Thanks to basketball-reference, a website without which I would probably die, I just found out that today is De’Aaron Fox turned 21 years old today. In America, a person’s 21st birthday means a lot because it’s the age when you can legally drink alcoholic beverages. So, when the clock struck midnight, Fox magically transformed from a child who can’t be trusted to make good decisions about alcohol into a full-fledged adult who can drink as much as he wants whenever he wants.
It would be a good time for some kind of story where the Kings all take De’Aaron to a bar somewhere and get him real loaded and then they go on some kind of adventure that is beset by hilarious mishaps, but I used up all my energy retelling the true tale of how me and my Buddy Hield statue escaped from the zoo after Buddy killed a bunch of people. There’s just no more desire to write a complicated narrative sprinkled with funny dialogue.
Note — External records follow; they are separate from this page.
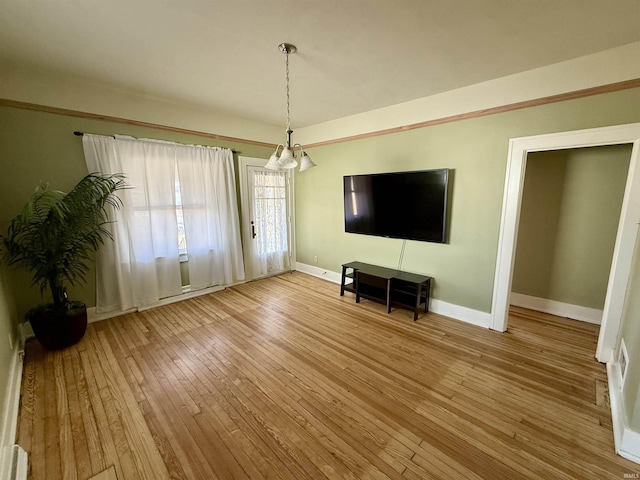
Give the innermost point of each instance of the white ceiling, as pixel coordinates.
(353, 55)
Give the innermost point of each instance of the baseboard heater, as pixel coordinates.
(19, 464)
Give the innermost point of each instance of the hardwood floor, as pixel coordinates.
(284, 379)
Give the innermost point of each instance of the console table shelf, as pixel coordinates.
(388, 286)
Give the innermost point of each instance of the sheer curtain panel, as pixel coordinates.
(211, 219)
(142, 265)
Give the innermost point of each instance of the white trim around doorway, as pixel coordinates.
(519, 148)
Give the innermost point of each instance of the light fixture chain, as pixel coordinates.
(287, 79)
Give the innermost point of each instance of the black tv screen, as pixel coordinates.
(407, 205)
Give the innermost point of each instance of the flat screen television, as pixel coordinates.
(407, 205)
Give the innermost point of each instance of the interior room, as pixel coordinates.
(257, 307)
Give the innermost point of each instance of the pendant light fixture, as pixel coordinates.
(286, 159)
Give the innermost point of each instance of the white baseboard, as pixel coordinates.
(10, 413)
(627, 441)
(464, 314)
(576, 312)
(319, 272)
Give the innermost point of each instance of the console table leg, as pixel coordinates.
(417, 307)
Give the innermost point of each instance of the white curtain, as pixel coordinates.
(142, 264)
(270, 203)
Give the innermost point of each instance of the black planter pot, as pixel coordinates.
(56, 329)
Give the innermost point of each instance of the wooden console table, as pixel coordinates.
(386, 285)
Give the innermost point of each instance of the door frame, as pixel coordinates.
(519, 148)
(245, 218)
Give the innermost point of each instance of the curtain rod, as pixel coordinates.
(80, 134)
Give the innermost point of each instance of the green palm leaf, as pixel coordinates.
(56, 233)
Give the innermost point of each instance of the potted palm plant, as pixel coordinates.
(53, 238)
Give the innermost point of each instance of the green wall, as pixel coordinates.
(476, 150)
(571, 206)
(37, 146)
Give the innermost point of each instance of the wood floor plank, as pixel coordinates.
(283, 379)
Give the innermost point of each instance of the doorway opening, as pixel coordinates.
(267, 228)
(519, 148)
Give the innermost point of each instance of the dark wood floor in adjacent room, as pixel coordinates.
(284, 379)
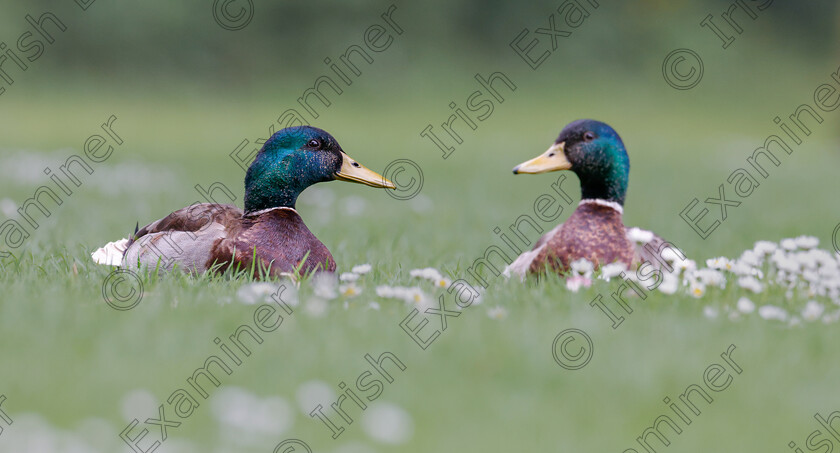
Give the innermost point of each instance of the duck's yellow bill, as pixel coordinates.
(353, 171)
(552, 160)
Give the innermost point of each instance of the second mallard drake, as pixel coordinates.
(595, 231)
(269, 232)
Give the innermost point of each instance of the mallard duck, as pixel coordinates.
(269, 232)
(595, 231)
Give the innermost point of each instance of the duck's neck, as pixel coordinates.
(258, 198)
(605, 203)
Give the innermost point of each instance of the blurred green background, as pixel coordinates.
(187, 92)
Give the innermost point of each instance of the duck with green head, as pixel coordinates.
(595, 231)
(269, 232)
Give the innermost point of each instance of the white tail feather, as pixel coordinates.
(111, 253)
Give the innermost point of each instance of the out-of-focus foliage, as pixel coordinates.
(160, 37)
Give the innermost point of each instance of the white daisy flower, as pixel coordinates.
(697, 289)
(832, 317)
(612, 270)
(323, 285)
(807, 242)
(670, 284)
(812, 311)
(685, 265)
(720, 263)
(745, 305)
(348, 277)
(349, 290)
(316, 307)
(576, 282)
(710, 277)
(639, 235)
(772, 312)
(710, 312)
(788, 244)
(582, 267)
(751, 283)
(751, 258)
(765, 247)
(428, 273)
(497, 312)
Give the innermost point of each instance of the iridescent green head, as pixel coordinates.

So I’ll give you a quick rundown of what would have happened had I written that story:
The whole Kings squad goes out to celebrate De’Aaron’s birthday even though they lost. But he’s such a fierce competitor that his spirits are dampened even though it’s his birthday so he should be happy. Iman Shumpert comes up with the idea that they should do a beer bong, so they find a funnel and some tubing in a dumpster and make De’Aaron chug a bunch of beer through the beer bong. Everybody else is drunk too.
De’Aaron has never gotten drunk before and he doesn’t know how to handle it, so he starts picking fights with the other dudes at the bar and they get kicked out. While everybody argues about what bar they should go to next for more drinks, De’Aaron orders an Uber for himself so he can go home because he feels horrible. He wanders away from the group and gets into a car that he thinks is his Uber, but it’s actually Russell Westbrook trying to kidnap him because Russell is mad that he was shown up so hard by De’Aaron.
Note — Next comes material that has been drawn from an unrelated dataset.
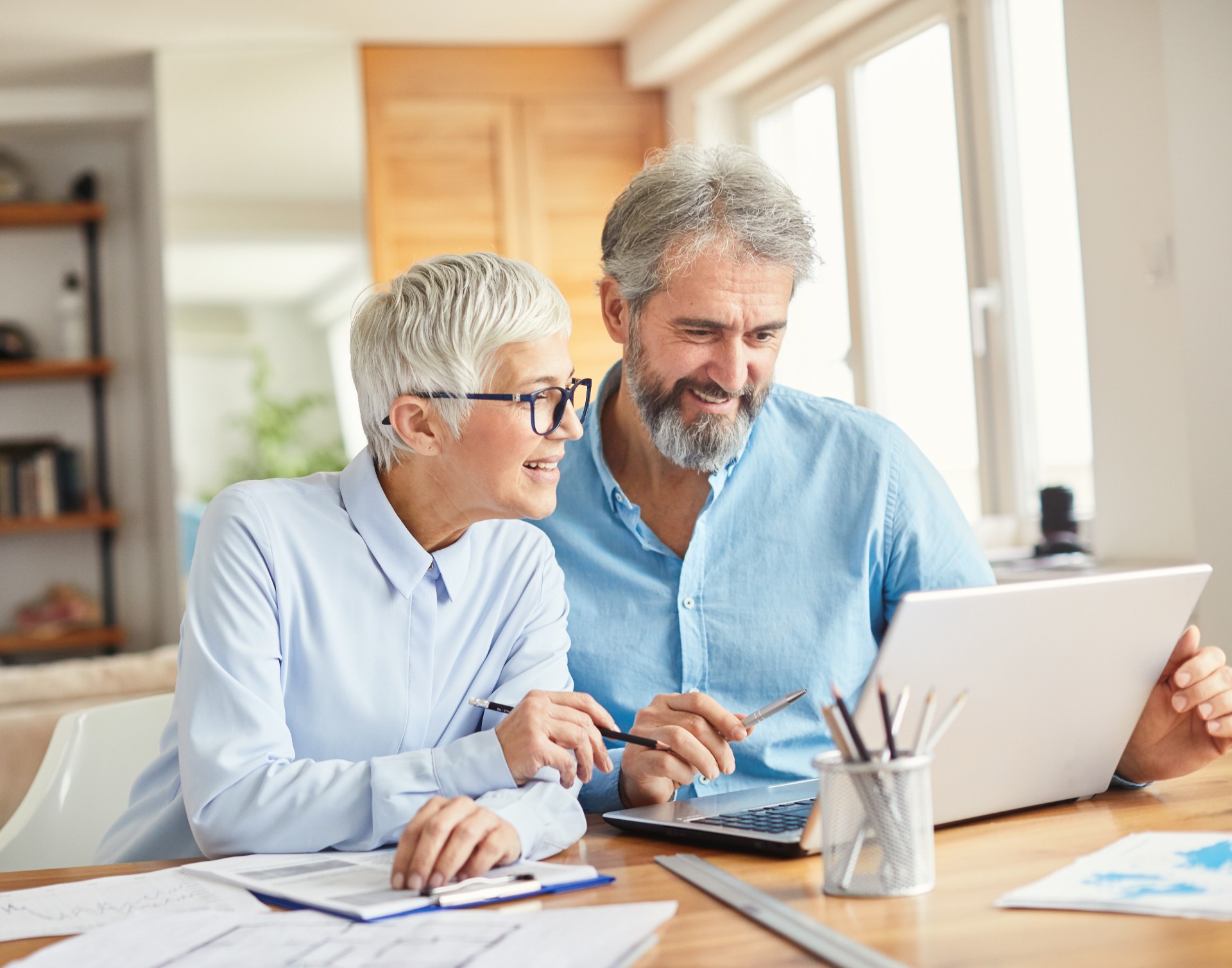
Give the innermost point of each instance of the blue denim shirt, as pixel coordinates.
(803, 548)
So Russell takes De’Aaron to some undisclosed location that’s not his house with the intention of beating him up or something. But De’Aaron is Snapchatting the whole thing because it’s his birthday, so his teammates (who have realized that De’Aaron is gone and they’re really worried) log on to his Snapchat to see where he is. They organize a rescue mission and go to the abandoned warehouse where Russell and De’Aaron are and a huge brawl ensues between Kings players and Thunder players. Willie Cauley-Stein accidentally causes an explosion when his discarded marijuana cigarette ignites some old industrial chemicals that were lying around and in the chaos, they all escape. Cue meaningful ending that illustrates the true friendship that the Kings players share, punctuated by a funny one-liner from De’Aaron to end the description.
That’s how it would have gone down, but it was hard enough just writing the outline. I don’t want to write that whole damn thing.